Unsure of what to do and lacking in support, Ms Lugassy had to figure it out herself against the stigma of being a young mother (she had dropped out of school after refusing the abortion) which she says, shockingly, began in the hospital ward.
“When I gave birth, a male nurse was telling me to push and said in Spanish: ‘Well you were stupid enough to get pregnant, grow up and get on with it’…. I was so mad at how he was judging me especially as I was giving birth.”
Ms Lugassy says she soon experienced an issue which she believes is common among teenage mothers: Loneliness.
“I had no friends, within a few weeks I was just by myself. I was very emotional and upset and missed my family, a lot of whom were back in England.”
While she no longer felt she fitted in with her own friends, she also distanced herself from other mothers who were mainly older than her, for fear of being judged and not fitting in with them.
“Perhaps I could have had more support or made more friends but I felt so judged all the time and so insecure, I felt it was better for Byron and I to be alone by ourselves and to let nobody in in case they hurt us or were friends for a while and then left. It was very lonely, so I stuck to myself and built this little bubble and lived in it for a few years.”
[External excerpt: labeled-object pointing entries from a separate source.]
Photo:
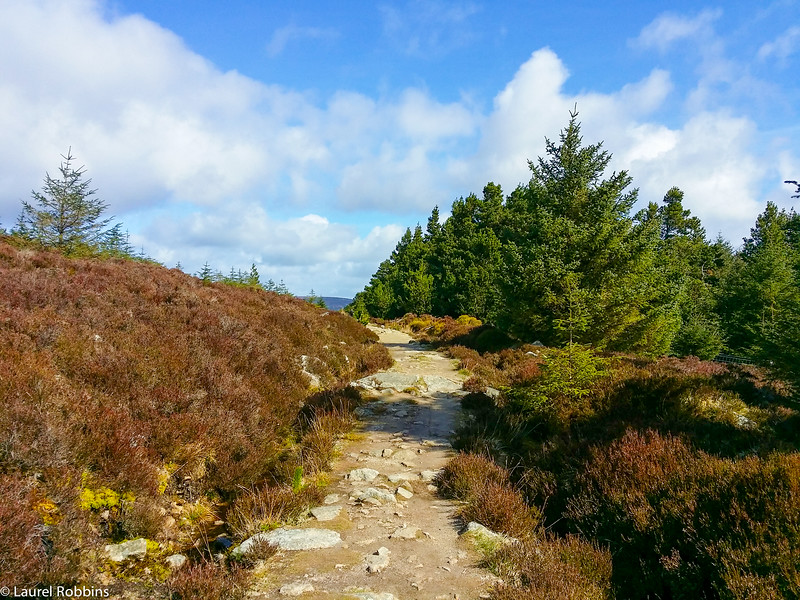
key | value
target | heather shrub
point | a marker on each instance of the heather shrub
(550, 568)
(208, 581)
(488, 495)
(128, 380)
(263, 509)
(681, 523)
(22, 554)
(500, 508)
(463, 475)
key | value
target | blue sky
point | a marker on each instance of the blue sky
(305, 137)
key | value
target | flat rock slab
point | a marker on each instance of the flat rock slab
(296, 589)
(326, 513)
(293, 539)
(485, 535)
(405, 533)
(373, 494)
(393, 381)
(404, 493)
(367, 475)
(378, 561)
(398, 477)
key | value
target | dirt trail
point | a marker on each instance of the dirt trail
(404, 438)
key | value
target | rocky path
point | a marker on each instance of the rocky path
(383, 534)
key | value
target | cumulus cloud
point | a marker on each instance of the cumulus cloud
(709, 156)
(340, 259)
(290, 33)
(197, 159)
(783, 46)
(430, 27)
(669, 28)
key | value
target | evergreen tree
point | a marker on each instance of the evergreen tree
(570, 225)
(760, 292)
(66, 214)
(206, 274)
(684, 257)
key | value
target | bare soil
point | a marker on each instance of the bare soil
(401, 433)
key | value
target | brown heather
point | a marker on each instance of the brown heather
(677, 478)
(142, 380)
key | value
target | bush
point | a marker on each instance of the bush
(208, 581)
(552, 568)
(464, 475)
(488, 495)
(681, 523)
(263, 509)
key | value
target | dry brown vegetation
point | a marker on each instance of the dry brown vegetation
(125, 386)
(675, 478)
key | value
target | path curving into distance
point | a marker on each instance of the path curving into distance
(397, 540)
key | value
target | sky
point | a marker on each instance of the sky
(305, 137)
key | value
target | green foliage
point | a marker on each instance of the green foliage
(66, 215)
(557, 396)
(759, 300)
(559, 259)
(317, 301)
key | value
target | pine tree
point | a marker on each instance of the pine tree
(66, 214)
(570, 224)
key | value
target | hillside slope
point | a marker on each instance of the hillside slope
(123, 384)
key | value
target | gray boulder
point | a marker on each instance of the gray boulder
(293, 539)
(133, 549)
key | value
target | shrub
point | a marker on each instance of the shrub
(500, 508)
(552, 569)
(208, 581)
(682, 523)
(263, 509)
(488, 495)
(153, 385)
(464, 475)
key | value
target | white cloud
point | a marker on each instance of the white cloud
(783, 46)
(669, 28)
(197, 158)
(289, 33)
(298, 250)
(709, 156)
(429, 27)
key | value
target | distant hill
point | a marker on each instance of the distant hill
(333, 302)
(127, 387)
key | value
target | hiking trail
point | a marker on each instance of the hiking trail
(397, 540)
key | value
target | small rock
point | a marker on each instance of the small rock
(367, 475)
(296, 589)
(428, 475)
(326, 513)
(222, 543)
(378, 561)
(493, 393)
(133, 549)
(176, 561)
(405, 533)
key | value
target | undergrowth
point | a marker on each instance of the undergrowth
(675, 478)
(139, 401)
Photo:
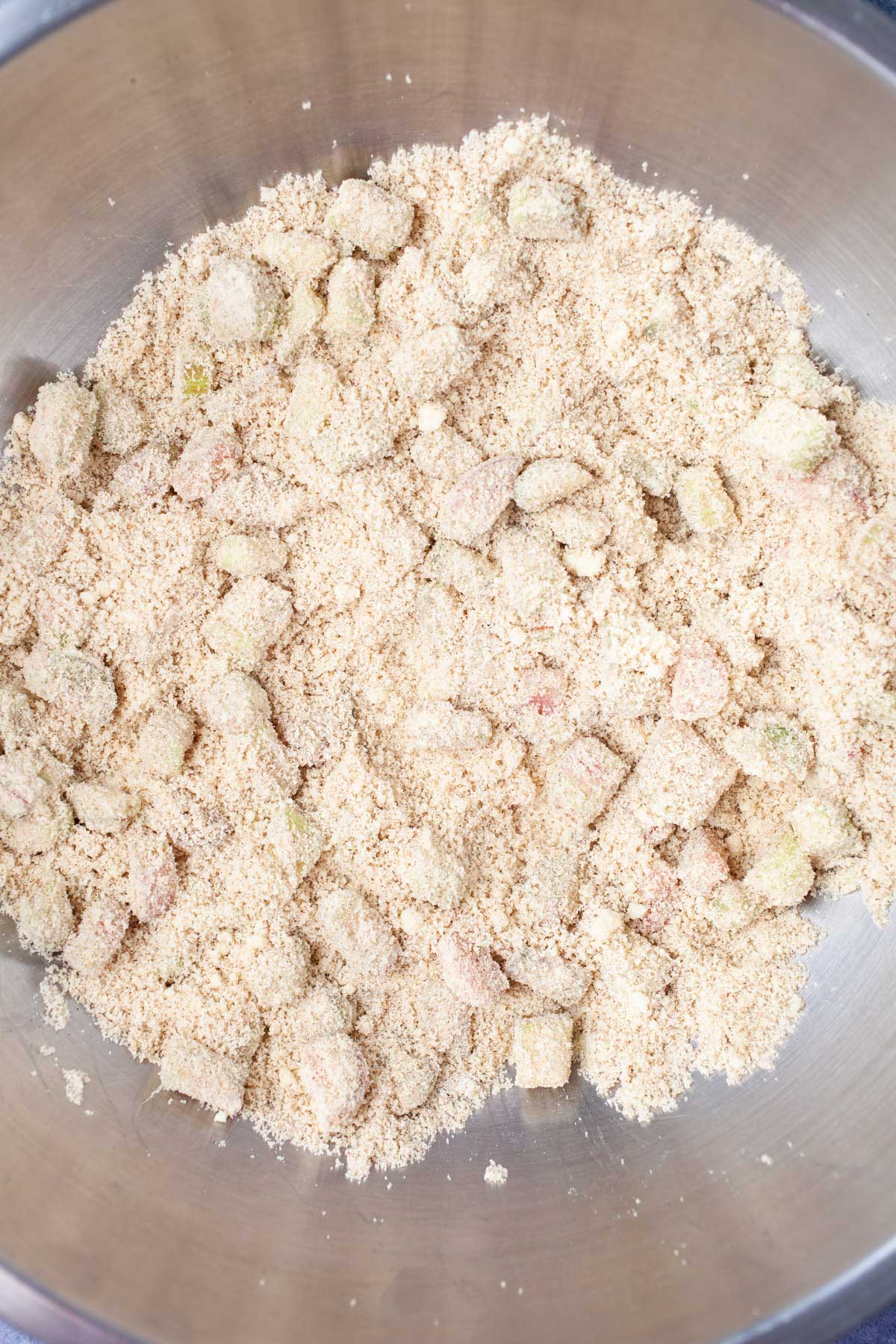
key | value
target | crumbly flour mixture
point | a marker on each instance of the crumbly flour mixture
(449, 626)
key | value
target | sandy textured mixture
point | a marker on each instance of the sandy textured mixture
(448, 626)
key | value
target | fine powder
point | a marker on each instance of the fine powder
(448, 626)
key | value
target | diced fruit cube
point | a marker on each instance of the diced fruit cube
(700, 683)
(43, 538)
(635, 971)
(553, 977)
(783, 877)
(99, 936)
(208, 1077)
(249, 557)
(841, 483)
(207, 460)
(543, 1050)
(470, 974)
(22, 785)
(660, 894)
(583, 779)
(323, 1012)
(433, 871)
(825, 830)
(334, 1073)
(334, 420)
(166, 739)
(144, 477)
(193, 371)
(297, 255)
(247, 620)
(413, 1080)
(370, 218)
(874, 550)
(258, 497)
(314, 401)
(702, 497)
(429, 364)
(196, 828)
(16, 718)
(548, 482)
(535, 581)
(43, 828)
(302, 314)
(273, 965)
(358, 932)
(262, 753)
(316, 726)
(467, 571)
(444, 455)
(45, 913)
(237, 703)
(541, 705)
(479, 499)
(797, 378)
(152, 875)
(62, 428)
(120, 423)
(430, 417)
(487, 279)
(551, 886)
(794, 437)
(62, 618)
(242, 302)
(351, 299)
(586, 562)
(101, 806)
(543, 210)
(600, 925)
(296, 840)
(680, 777)
(731, 906)
(880, 709)
(78, 683)
(771, 747)
(703, 863)
(441, 727)
(645, 465)
(575, 526)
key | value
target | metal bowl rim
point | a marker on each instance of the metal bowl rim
(868, 37)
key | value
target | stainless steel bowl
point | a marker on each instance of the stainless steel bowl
(766, 1211)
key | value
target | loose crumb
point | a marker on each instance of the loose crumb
(75, 1081)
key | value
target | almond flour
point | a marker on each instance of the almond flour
(449, 625)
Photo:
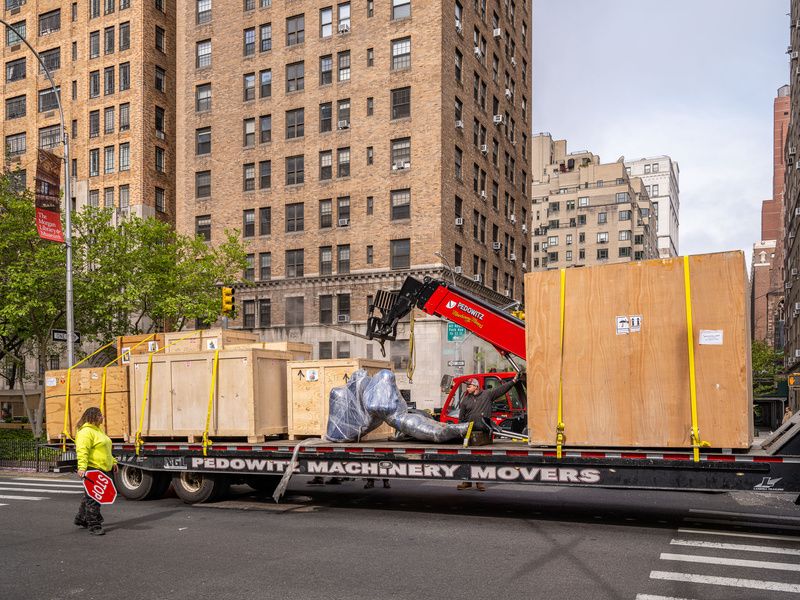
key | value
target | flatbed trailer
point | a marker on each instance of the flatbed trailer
(772, 467)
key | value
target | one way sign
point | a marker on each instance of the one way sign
(60, 335)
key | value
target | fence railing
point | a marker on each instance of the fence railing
(29, 455)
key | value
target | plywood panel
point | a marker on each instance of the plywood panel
(633, 389)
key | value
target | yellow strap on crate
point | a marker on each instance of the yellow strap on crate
(211, 394)
(697, 443)
(560, 437)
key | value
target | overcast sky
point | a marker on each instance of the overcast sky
(693, 79)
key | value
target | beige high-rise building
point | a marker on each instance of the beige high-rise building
(354, 144)
(114, 64)
(585, 212)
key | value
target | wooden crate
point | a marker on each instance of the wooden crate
(250, 400)
(310, 383)
(85, 391)
(298, 350)
(127, 342)
(633, 389)
(205, 340)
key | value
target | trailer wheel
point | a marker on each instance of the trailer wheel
(137, 484)
(264, 484)
(193, 487)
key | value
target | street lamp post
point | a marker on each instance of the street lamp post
(67, 193)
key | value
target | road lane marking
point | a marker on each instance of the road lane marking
(742, 547)
(746, 515)
(22, 498)
(731, 562)
(40, 490)
(753, 584)
(760, 536)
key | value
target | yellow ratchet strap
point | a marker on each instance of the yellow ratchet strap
(212, 392)
(560, 437)
(65, 431)
(697, 443)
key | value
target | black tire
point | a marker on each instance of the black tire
(194, 487)
(137, 484)
(264, 484)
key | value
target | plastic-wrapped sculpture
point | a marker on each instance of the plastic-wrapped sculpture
(364, 402)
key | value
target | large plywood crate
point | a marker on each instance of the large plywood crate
(85, 392)
(625, 360)
(310, 384)
(206, 340)
(136, 344)
(250, 399)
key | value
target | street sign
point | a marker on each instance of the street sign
(60, 335)
(100, 487)
(455, 332)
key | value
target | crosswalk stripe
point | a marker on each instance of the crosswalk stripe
(742, 547)
(753, 584)
(40, 490)
(22, 498)
(760, 536)
(731, 562)
(747, 515)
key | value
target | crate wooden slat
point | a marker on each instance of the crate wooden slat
(205, 340)
(310, 383)
(85, 391)
(250, 400)
(633, 390)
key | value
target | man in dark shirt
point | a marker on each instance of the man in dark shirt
(477, 404)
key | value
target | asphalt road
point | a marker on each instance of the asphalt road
(415, 540)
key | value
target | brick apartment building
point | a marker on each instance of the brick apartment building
(354, 144)
(584, 212)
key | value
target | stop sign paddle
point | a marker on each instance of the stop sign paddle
(100, 487)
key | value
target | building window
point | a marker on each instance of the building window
(400, 253)
(401, 103)
(294, 263)
(265, 174)
(344, 65)
(202, 96)
(295, 77)
(343, 259)
(295, 169)
(202, 227)
(203, 54)
(401, 53)
(401, 204)
(343, 162)
(249, 177)
(265, 220)
(295, 30)
(265, 266)
(295, 220)
(325, 117)
(401, 9)
(295, 123)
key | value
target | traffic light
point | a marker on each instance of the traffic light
(228, 299)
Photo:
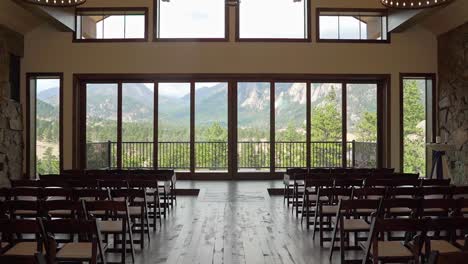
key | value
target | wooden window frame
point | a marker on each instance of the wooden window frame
(110, 9)
(35, 75)
(299, 40)
(156, 23)
(435, 109)
(382, 81)
(382, 11)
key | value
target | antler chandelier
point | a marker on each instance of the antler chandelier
(413, 4)
(57, 3)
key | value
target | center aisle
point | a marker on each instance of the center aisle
(232, 222)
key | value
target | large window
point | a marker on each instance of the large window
(273, 19)
(44, 110)
(358, 26)
(174, 107)
(189, 19)
(129, 24)
(221, 124)
(211, 126)
(290, 125)
(253, 125)
(417, 130)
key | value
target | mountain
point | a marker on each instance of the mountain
(211, 103)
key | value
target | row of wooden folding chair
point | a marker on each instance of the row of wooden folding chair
(418, 244)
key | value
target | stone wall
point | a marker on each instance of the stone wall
(11, 127)
(453, 98)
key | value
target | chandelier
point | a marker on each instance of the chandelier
(413, 4)
(57, 3)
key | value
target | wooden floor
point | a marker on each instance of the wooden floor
(232, 222)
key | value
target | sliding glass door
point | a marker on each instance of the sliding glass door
(231, 126)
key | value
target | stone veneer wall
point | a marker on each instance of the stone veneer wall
(11, 127)
(453, 98)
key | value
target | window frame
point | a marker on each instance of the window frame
(303, 40)
(433, 112)
(156, 24)
(111, 9)
(29, 77)
(382, 11)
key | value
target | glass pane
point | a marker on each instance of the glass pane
(371, 27)
(273, 19)
(174, 125)
(290, 125)
(328, 27)
(137, 125)
(101, 126)
(211, 126)
(114, 27)
(253, 125)
(47, 124)
(191, 19)
(361, 114)
(414, 126)
(349, 27)
(326, 125)
(135, 26)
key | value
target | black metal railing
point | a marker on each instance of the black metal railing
(214, 155)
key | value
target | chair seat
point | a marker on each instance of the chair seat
(329, 209)
(23, 249)
(77, 250)
(400, 210)
(365, 211)
(109, 226)
(25, 212)
(393, 249)
(355, 225)
(60, 212)
(313, 198)
(442, 246)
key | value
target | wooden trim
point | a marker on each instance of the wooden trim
(192, 128)
(344, 123)
(232, 80)
(156, 23)
(75, 38)
(272, 126)
(435, 108)
(299, 40)
(35, 75)
(155, 125)
(383, 11)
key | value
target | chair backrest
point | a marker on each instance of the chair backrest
(372, 193)
(58, 193)
(91, 194)
(26, 193)
(460, 192)
(76, 207)
(38, 258)
(435, 192)
(434, 182)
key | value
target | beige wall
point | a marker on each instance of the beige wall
(47, 50)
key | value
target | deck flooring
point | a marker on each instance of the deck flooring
(232, 222)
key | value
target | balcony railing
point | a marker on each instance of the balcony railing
(214, 155)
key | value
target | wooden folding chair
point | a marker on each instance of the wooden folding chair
(150, 186)
(115, 222)
(377, 249)
(38, 258)
(138, 210)
(84, 244)
(452, 226)
(20, 237)
(348, 221)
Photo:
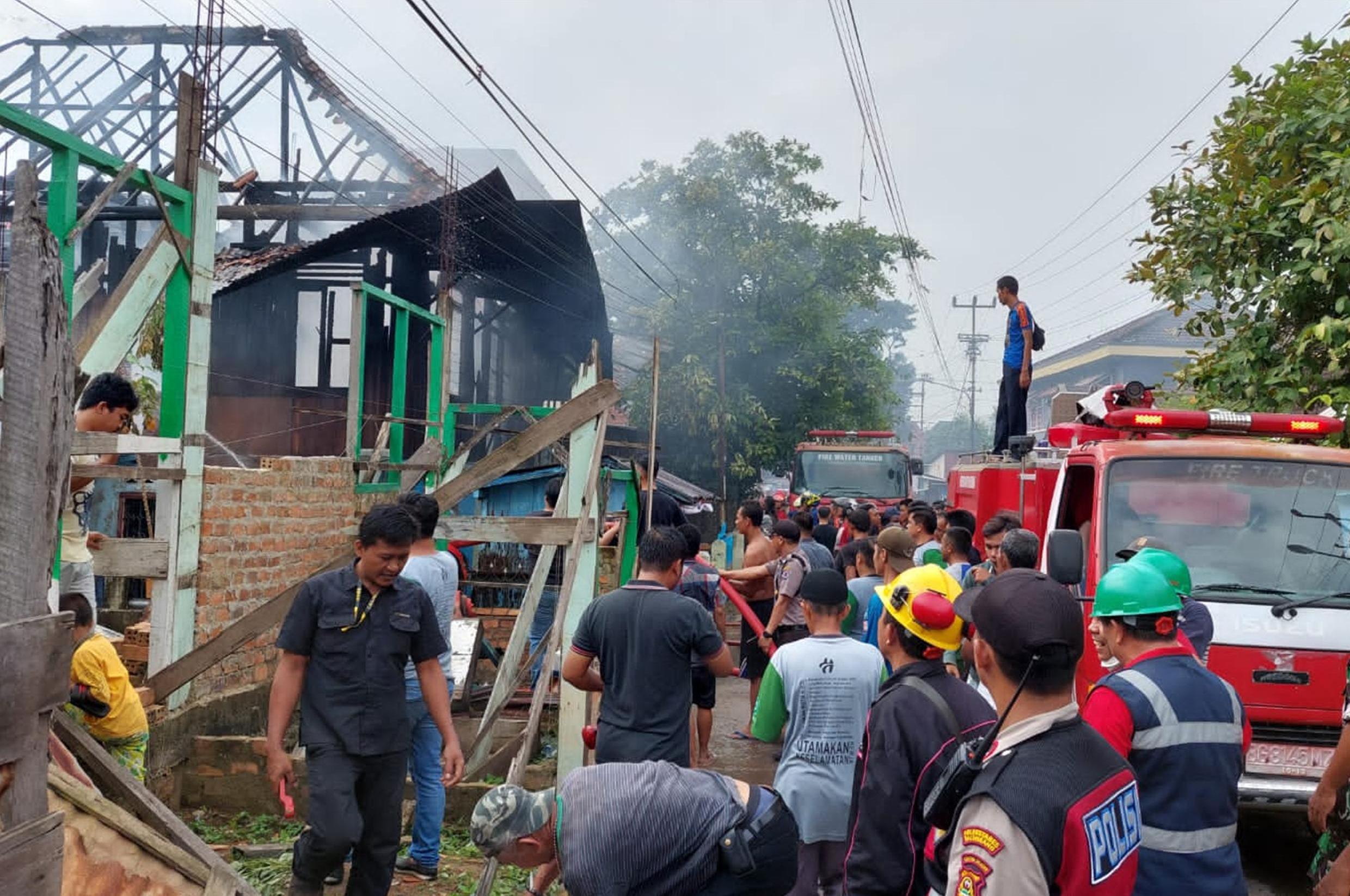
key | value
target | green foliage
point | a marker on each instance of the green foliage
(1253, 238)
(801, 304)
(245, 827)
Ms Lugassy left Spain when Byron was two, and now aged 24, she has put herself through college to get GCSEs, moved to Colombia and back, met a husband and bought a home. She is now studying psychology at the open university and works in a school. She hopes to write a book on her experiences of being a teenage mother.
“I could go on and on about suffering from depression as a young mother, the poverty we’ve experienced at times, the difficulties we faced and the amount of effort that has been required to get to where we are today […] That’s my job – to share my story in depth and show the world that the girl who was thought to never achieve much in life actually went on to do good things.”
And for anyone who finds themselves in a similar situation, Ms Lugassy says you should ignore the judgemental comments and channel your energy into being a good mother and not letting having a baby as a teenager determine what you will go on to do in life.
“Most people think if you fall pregnant young, you’re never going to be any good, you’re just going to be a mother, you’re never going to go on to work in business, for example, and that is the biggest misconception. There are so many opportunities and ways to achieve things you just need to know how.”